On Wall Street, the stock market opened moderately lower to start the week, continuing a steep sell-off that began Friday.
The reason isn't hard to figure out. The Federal Reserve Open Market Committee meets soon and traders and investors figured out late last week that there is an increasing chance it will hike its discount rate by a quarter point.
While the extent of the hike and the resulting rate – still less than 1% interest – may seem insignificant, the market doesn't see it that way. Stocks are currently valued on the assumption that money is virtually free and will stay that way. Years of 0% interest have simply inflated the value of assets, including stocks. If the Fed hikes rates, it suggests the party is over.
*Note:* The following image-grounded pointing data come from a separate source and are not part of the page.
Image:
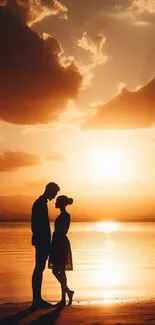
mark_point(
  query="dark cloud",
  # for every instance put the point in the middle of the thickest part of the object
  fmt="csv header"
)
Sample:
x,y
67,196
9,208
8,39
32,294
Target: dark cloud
x,y
128,110
11,161
32,11
35,87
58,157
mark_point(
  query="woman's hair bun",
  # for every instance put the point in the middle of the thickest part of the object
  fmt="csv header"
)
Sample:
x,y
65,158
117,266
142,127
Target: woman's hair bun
x,y
70,201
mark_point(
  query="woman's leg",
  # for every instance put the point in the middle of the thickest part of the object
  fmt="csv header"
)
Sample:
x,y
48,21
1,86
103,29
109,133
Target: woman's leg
x,y
61,277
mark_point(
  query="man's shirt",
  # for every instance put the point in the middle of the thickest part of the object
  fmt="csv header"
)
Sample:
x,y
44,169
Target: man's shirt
x,y
40,224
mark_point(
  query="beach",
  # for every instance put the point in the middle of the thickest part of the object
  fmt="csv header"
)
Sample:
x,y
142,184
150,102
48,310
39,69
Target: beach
x,y
131,312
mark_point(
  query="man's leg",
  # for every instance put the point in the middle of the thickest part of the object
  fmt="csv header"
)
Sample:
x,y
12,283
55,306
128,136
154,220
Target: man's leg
x,y
40,262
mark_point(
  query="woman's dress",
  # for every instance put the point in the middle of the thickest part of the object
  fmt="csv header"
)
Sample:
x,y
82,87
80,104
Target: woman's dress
x,y
60,257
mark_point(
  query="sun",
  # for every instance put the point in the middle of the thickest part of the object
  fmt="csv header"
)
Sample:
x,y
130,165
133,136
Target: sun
x,y
109,165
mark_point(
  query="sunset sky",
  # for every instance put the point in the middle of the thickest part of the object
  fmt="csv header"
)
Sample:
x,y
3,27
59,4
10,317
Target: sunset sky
x,y
77,105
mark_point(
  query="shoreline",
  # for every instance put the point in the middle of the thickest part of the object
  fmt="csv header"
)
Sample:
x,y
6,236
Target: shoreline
x,y
140,312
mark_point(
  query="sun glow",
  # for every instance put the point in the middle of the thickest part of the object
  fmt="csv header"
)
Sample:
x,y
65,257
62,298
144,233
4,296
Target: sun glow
x,y
107,226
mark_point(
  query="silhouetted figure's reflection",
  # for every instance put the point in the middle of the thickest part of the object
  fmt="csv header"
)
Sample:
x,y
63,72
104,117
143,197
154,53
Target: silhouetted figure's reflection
x,y
60,258
41,239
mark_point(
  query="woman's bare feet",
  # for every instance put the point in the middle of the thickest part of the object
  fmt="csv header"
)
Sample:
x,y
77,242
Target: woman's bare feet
x,y
70,296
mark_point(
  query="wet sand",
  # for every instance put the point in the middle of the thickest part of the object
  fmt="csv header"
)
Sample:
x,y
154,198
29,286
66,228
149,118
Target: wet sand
x,y
133,312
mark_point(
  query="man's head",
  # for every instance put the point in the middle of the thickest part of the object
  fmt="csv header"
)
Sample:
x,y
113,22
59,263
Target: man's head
x,y
51,190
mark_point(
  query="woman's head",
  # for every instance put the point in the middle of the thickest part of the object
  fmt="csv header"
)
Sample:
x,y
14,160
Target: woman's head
x,y
62,201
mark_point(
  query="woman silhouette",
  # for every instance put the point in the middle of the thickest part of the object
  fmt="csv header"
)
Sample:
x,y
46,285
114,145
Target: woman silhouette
x,y
60,259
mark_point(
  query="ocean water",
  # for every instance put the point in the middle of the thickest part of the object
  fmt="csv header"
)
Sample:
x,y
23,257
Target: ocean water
x,y
111,261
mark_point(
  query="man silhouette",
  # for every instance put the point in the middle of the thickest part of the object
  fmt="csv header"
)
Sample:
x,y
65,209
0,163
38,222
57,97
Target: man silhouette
x,y
41,239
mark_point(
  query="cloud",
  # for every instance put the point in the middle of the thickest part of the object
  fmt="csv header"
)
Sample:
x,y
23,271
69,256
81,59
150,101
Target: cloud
x,y
57,157
128,110
11,161
35,87
33,11
94,46
144,6
144,11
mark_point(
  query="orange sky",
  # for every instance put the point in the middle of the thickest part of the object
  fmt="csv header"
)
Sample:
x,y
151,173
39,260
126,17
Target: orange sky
x,y
77,108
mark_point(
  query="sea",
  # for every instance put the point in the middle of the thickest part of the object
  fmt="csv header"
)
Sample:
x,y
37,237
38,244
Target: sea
x,y
112,261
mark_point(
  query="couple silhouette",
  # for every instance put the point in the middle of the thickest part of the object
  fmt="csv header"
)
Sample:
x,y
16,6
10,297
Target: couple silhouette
x,y
57,250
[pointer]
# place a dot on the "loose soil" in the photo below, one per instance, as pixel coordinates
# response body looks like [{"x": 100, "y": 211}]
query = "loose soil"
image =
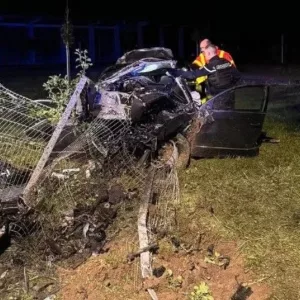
[{"x": 110, "y": 276}]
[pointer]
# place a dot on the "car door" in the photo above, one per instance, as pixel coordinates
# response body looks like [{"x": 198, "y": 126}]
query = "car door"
[{"x": 237, "y": 117}]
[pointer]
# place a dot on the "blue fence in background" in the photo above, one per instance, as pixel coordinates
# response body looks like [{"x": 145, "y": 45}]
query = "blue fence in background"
[{"x": 32, "y": 43}]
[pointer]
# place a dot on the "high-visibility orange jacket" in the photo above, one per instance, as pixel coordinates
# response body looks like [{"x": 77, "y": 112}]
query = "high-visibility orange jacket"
[{"x": 201, "y": 61}]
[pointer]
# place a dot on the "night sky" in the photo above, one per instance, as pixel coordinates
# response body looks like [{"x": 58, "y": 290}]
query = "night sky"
[{"x": 250, "y": 29}]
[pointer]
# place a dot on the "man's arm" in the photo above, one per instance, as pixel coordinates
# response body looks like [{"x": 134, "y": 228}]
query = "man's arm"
[{"x": 228, "y": 56}]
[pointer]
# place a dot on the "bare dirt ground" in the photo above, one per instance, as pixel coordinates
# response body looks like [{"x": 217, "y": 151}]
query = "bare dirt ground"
[{"x": 110, "y": 276}]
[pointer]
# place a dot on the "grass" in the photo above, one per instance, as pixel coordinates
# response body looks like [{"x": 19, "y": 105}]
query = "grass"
[{"x": 256, "y": 201}]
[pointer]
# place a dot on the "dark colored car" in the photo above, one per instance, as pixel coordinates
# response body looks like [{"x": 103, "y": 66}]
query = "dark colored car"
[{"x": 233, "y": 122}]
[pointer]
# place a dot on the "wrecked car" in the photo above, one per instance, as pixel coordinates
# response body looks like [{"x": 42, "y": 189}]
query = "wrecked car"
[{"x": 161, "y": 106}]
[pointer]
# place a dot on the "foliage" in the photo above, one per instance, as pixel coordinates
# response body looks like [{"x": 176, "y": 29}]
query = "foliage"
[
  {"x": 83, "y": 60},
  {"x": 201, "y": 292},
  {"x": 59, "y": 89}
]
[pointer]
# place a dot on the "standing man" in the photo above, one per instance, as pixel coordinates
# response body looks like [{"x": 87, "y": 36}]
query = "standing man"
[
  {"x": 203, "y": 59},
  {"x": 220, "y": 73}
]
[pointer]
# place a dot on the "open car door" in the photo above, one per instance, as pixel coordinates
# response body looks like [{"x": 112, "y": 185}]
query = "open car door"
[{"x": 235, "y": 124}]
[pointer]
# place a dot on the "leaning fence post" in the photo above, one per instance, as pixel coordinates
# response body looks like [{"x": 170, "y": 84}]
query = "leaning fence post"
[{"x": 48, "y": 149}]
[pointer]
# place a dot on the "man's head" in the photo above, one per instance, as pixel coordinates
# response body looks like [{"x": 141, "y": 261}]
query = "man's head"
[
  {"x": 210, "y": 52},
  {"x": 204, "y": 44}
]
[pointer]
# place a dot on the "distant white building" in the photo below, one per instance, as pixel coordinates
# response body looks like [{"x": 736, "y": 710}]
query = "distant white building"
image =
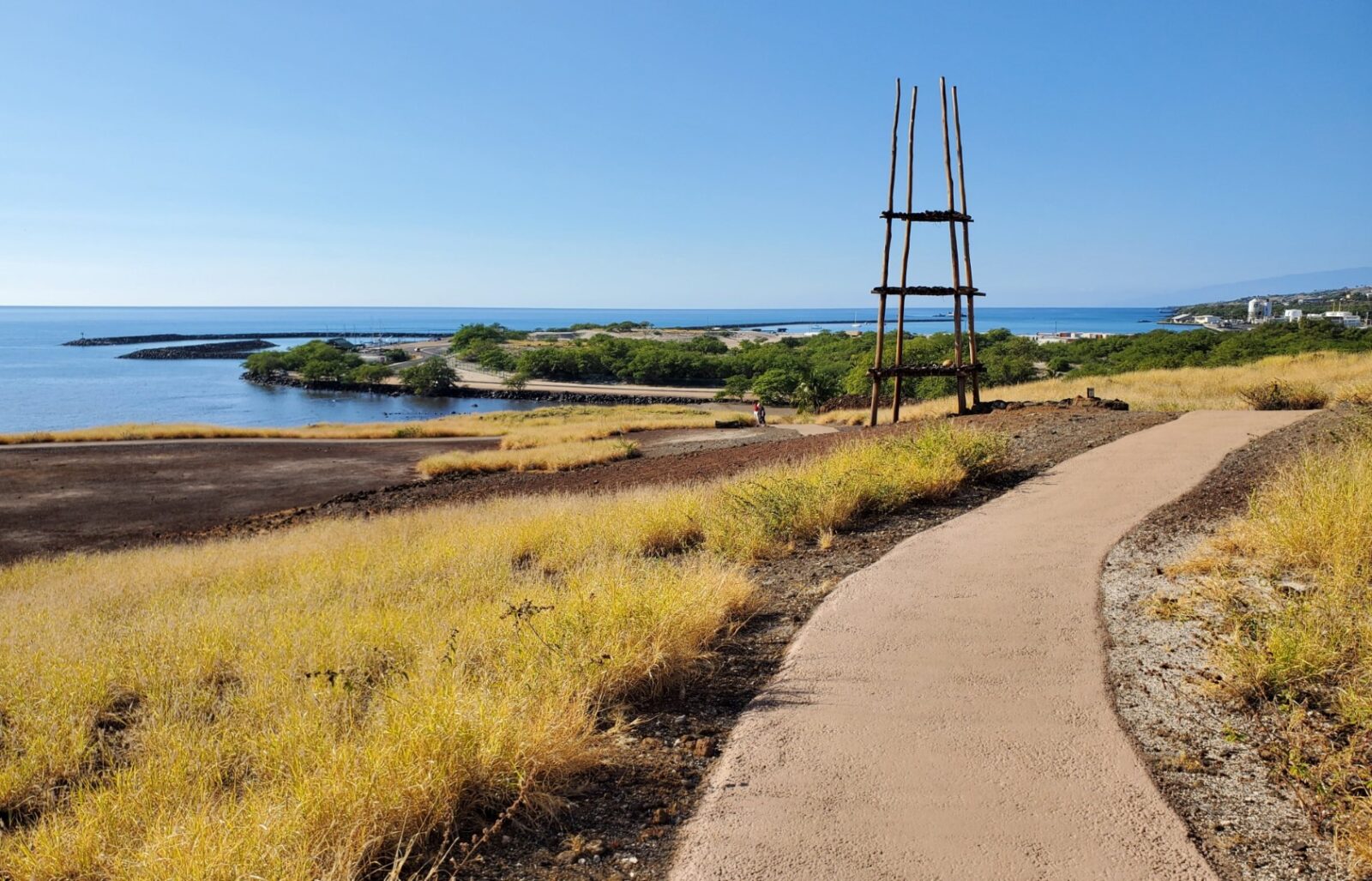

While this might seem to be a problem only for the investor class, if you happen to have money invested in a retirement account or happen to be drawing a pension, you likely have some skin in the game.
Same thing happened in December
It's worth noting that the market reacted in a similar way when the Fed hiked rates a quarter point last December. Stocks sold off deeply before recovering in February. Since that recovery, the Dow Jones Industrial Average, S&P 500, and NASDAQ have all reach new highs.
Speaking on CNBC early Monday, GOP Presidential candidate Donald Trump accused the Fed of “creating a false stock market” with its low interest rate policy. Trump also suggested there would not be a rate hike before the election, accusing the Fed of being influenced by politics.
Extremely low interest rates have been a point of contention for years, almost from the start. Then Fed Chairman Ben Bernanke slashed the Fed's key interest rate to 0% in the wake of the 2008 financial crisis. The move was designed to stimulate the economy.
While its effects on the economy were slight, it did seem to ignite the stock market, and later it aided a housing recovery. Policymakers have long seen the need to get rates back to normal levels, but have hesitated to raise rates while economic growth is anemic and inflation is low.